The await keyword, as may seem obvious, tells the block of code following await to wait until the code to the right of await returns a fulfilled promise. That was kind of tongue twistery. Sorry :/

You can see we are console.log’ing’ our global array before and after the promise.

Now let’s finally go ahead and call our async function passing to it the promise we created and stored in the variable newPromise.

testPromiseAwait(newPromise);

Watching our console we get

Promise Initialized
[]

And 5 seconds later

(3) [1,2,3]

Awesome!!! Our function is reading newArray as an empty array, waits for the promise before looking at the array again, and upon a fulfilled promise, executes the rest of the code block where we saw that our same newArray variable now has data in it.

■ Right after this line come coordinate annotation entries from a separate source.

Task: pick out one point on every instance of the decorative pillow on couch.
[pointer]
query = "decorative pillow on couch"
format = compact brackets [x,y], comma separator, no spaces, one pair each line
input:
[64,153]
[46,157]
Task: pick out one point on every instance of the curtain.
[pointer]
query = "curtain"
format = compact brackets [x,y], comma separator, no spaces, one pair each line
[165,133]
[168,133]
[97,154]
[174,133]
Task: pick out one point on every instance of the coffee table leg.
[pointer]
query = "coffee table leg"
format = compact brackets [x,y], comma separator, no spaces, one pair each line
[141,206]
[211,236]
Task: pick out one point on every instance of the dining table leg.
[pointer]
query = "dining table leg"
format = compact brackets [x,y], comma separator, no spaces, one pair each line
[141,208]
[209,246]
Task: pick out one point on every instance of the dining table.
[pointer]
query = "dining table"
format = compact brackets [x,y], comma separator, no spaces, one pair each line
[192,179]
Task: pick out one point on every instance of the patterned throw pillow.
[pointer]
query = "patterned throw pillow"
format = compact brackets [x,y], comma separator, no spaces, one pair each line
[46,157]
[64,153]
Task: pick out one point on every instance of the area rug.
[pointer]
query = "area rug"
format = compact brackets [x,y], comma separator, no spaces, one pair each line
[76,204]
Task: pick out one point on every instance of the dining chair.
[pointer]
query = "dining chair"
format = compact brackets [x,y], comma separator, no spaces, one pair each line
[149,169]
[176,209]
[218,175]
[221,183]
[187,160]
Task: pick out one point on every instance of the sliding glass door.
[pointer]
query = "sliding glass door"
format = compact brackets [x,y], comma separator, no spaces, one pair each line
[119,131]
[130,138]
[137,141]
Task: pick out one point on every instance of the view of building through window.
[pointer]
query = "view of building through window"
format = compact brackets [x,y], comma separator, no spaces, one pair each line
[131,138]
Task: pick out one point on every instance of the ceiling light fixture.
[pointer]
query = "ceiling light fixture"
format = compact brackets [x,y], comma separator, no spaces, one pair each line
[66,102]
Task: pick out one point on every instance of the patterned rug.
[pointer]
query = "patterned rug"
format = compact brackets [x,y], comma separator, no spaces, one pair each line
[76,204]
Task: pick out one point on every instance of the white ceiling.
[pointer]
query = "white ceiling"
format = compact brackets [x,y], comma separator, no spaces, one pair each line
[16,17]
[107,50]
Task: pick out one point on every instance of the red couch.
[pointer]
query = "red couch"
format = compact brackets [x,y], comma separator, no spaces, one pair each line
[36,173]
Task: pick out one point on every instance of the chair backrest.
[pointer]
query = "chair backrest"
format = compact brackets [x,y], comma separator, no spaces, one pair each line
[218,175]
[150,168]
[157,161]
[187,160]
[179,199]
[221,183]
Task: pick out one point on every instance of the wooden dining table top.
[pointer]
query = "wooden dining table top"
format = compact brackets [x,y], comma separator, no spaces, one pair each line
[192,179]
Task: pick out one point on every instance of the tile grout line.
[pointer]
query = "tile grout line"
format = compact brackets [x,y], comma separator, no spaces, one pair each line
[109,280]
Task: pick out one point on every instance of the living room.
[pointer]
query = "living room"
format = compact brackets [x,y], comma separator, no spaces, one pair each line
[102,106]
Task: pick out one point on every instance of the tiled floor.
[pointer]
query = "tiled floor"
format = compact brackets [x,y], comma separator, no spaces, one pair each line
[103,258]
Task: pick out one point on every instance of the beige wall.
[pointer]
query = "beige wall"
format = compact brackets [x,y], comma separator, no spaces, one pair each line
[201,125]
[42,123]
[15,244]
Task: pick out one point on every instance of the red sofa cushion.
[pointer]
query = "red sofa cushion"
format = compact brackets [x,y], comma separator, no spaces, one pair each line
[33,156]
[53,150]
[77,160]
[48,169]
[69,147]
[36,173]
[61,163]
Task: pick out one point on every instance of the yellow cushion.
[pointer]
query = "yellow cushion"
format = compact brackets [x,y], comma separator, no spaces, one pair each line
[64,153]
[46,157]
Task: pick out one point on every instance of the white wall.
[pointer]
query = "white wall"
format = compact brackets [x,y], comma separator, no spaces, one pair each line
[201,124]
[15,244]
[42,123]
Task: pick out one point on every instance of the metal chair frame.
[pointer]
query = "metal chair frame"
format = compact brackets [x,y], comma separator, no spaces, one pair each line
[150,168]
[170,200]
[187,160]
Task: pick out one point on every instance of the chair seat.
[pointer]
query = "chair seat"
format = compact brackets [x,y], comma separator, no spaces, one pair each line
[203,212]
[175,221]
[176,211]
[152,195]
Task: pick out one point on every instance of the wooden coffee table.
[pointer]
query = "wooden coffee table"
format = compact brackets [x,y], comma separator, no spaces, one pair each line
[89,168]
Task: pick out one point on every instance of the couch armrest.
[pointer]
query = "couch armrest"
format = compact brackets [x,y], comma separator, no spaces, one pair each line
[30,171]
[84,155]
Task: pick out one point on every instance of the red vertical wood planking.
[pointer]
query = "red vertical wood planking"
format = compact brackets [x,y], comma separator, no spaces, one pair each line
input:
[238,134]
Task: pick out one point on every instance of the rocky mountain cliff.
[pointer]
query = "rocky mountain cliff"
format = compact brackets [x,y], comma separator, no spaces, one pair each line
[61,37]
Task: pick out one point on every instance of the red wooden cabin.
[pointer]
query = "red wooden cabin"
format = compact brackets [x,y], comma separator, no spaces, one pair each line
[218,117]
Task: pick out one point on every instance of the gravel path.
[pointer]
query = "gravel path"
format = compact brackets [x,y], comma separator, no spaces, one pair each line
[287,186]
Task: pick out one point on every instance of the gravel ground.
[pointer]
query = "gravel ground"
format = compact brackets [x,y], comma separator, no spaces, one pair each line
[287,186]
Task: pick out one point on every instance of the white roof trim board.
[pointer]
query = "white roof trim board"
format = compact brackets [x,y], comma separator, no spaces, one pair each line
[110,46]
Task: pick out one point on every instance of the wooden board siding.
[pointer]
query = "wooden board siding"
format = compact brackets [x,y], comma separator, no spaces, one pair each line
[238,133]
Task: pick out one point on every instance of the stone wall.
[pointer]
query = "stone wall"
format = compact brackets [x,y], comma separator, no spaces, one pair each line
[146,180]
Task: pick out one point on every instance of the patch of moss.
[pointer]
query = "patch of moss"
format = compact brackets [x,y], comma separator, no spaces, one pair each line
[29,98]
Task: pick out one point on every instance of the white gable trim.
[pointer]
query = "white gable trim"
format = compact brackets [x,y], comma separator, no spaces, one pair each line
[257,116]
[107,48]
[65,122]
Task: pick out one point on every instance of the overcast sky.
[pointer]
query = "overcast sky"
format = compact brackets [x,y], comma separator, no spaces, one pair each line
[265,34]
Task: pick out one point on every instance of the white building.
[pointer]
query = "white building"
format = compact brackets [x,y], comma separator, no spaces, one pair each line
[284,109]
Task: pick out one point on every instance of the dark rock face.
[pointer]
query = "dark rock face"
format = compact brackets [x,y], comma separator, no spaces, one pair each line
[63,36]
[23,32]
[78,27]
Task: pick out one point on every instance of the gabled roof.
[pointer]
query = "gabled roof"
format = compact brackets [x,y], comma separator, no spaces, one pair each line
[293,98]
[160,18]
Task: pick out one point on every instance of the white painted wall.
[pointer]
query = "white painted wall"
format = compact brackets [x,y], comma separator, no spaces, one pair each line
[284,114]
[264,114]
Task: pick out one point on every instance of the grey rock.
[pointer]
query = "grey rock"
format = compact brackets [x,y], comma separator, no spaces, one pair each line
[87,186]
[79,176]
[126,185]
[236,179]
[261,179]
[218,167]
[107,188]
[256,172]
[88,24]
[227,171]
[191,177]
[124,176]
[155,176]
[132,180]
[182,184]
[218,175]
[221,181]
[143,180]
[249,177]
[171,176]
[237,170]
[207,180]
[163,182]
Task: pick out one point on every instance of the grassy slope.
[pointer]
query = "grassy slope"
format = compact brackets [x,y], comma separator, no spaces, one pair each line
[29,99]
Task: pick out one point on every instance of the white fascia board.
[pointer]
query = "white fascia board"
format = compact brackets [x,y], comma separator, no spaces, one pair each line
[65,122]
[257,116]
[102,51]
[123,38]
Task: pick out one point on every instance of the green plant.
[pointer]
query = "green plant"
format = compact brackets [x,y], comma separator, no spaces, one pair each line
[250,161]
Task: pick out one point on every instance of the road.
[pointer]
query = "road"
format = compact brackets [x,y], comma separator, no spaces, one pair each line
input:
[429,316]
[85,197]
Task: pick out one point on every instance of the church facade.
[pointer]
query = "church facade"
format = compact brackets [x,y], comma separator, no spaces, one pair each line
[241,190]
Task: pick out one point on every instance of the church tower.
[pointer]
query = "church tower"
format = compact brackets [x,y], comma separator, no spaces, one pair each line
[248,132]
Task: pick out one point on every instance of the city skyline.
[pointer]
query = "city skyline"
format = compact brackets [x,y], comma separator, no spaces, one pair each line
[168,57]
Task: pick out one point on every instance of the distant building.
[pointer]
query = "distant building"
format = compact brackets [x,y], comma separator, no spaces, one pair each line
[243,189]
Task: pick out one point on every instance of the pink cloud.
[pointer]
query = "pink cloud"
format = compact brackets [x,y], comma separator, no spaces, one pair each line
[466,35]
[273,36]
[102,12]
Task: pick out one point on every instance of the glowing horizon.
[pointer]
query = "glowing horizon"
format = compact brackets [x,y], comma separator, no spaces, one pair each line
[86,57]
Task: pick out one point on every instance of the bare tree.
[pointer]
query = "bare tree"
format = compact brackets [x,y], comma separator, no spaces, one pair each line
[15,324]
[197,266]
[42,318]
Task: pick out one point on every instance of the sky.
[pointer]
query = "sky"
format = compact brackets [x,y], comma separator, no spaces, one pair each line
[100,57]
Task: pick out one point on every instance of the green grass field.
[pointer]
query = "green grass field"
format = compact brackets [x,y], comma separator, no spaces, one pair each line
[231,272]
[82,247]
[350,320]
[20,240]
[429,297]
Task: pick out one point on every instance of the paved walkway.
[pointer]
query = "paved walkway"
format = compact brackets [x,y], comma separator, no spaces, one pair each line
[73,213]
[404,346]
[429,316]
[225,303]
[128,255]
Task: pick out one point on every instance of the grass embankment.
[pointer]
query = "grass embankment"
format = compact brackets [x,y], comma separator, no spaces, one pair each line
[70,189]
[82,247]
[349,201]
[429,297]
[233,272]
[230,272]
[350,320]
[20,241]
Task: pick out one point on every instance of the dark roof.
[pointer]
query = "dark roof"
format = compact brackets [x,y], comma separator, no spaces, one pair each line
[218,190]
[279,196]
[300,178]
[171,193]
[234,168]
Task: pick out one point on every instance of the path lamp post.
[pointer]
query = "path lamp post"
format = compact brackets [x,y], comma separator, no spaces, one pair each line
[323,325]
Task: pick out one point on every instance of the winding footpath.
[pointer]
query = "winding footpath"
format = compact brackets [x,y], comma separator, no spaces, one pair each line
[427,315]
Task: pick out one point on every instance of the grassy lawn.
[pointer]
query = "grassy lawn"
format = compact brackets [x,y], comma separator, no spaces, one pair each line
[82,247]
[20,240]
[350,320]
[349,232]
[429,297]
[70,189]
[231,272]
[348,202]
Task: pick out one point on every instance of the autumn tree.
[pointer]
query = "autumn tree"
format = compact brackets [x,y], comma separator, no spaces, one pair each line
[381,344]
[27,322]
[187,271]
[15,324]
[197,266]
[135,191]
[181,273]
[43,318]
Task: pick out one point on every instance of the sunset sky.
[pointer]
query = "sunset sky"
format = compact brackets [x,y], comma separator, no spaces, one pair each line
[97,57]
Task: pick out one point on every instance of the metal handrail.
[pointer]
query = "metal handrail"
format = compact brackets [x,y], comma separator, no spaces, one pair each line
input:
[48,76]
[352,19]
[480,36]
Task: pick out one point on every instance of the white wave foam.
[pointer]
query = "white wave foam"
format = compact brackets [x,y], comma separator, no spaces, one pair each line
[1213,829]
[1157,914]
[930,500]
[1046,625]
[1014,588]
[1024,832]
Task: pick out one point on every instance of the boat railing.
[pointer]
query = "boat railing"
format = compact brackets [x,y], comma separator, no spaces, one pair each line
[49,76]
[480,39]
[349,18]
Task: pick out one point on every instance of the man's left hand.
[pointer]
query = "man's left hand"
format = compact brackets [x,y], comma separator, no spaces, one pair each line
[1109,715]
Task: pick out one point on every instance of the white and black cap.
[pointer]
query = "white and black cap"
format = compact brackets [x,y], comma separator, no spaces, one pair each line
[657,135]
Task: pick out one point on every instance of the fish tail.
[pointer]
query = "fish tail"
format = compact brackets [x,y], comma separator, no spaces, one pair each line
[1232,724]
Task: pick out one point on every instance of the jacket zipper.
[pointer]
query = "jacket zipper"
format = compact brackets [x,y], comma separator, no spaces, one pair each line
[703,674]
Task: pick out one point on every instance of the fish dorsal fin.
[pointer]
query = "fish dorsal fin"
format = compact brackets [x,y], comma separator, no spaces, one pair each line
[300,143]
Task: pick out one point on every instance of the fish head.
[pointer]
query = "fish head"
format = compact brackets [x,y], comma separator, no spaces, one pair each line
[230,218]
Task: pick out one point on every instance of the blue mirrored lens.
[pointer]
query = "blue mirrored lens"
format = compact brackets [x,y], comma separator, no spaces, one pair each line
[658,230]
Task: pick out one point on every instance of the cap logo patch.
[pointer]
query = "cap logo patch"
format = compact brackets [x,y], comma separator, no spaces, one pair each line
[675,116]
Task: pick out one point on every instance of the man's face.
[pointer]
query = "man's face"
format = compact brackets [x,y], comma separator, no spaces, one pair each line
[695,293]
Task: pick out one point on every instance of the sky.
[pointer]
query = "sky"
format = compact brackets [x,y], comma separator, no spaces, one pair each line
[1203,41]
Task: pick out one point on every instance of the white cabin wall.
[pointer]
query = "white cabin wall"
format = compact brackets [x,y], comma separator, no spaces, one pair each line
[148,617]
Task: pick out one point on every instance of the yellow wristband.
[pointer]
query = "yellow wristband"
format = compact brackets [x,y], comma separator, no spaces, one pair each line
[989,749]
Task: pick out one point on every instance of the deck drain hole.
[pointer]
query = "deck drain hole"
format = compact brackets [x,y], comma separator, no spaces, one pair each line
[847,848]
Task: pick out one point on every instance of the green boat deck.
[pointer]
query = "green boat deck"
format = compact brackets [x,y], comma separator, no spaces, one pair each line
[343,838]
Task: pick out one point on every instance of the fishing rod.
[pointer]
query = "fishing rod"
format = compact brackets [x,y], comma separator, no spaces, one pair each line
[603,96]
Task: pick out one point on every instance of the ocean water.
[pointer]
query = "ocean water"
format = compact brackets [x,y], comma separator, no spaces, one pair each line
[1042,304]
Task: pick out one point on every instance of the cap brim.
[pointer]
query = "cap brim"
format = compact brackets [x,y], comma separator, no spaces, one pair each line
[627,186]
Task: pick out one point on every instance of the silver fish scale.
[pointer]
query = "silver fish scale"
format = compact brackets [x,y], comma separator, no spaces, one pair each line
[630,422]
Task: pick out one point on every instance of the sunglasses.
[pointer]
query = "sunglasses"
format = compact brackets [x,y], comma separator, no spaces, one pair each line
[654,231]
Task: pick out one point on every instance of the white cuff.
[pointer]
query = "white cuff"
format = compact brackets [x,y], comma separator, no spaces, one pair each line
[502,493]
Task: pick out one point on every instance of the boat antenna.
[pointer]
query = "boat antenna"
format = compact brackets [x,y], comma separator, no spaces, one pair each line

The implications of this is that we can allow JS to be asynchronous until we really need it to perform synchronously. An example here is if we want to do something with the data in newArray we need to make sure that array has data in it, otherwise well, we won’t find anything. And that’s exactly what would happen if we were to do

console.log(newArray)
newPromise
console.log(newArray)

expecting JS to act synchronously.

My console here reads out Promise Initialized first (and also in the previous example) despite console.log(newArray) being called first. I’m assuming JS sees a promise and runs it first expecting it to take longer than other code. Further investigation necessary

Promise Initialized
[]
[]

However, as we can see, newArray is empty at both calls even though the second call follows our variable of newPromise. This is because JS

-looks at newArray, it’s empty
-reads the newPromise variable which executes, but since we are creating a new promise, it escapes and moves to
-our second console.log, which is now called before newPromise resolves the promise we created.

If we were to check newArray 5 seconds later though, we’d see that data populated the same as before.

So, there you have it, a real quick summary of how asynchronous JS performs and how we can use promises to properly order our code. Hopefully it can be of some use to you and potentially save you much of the headache I experienced!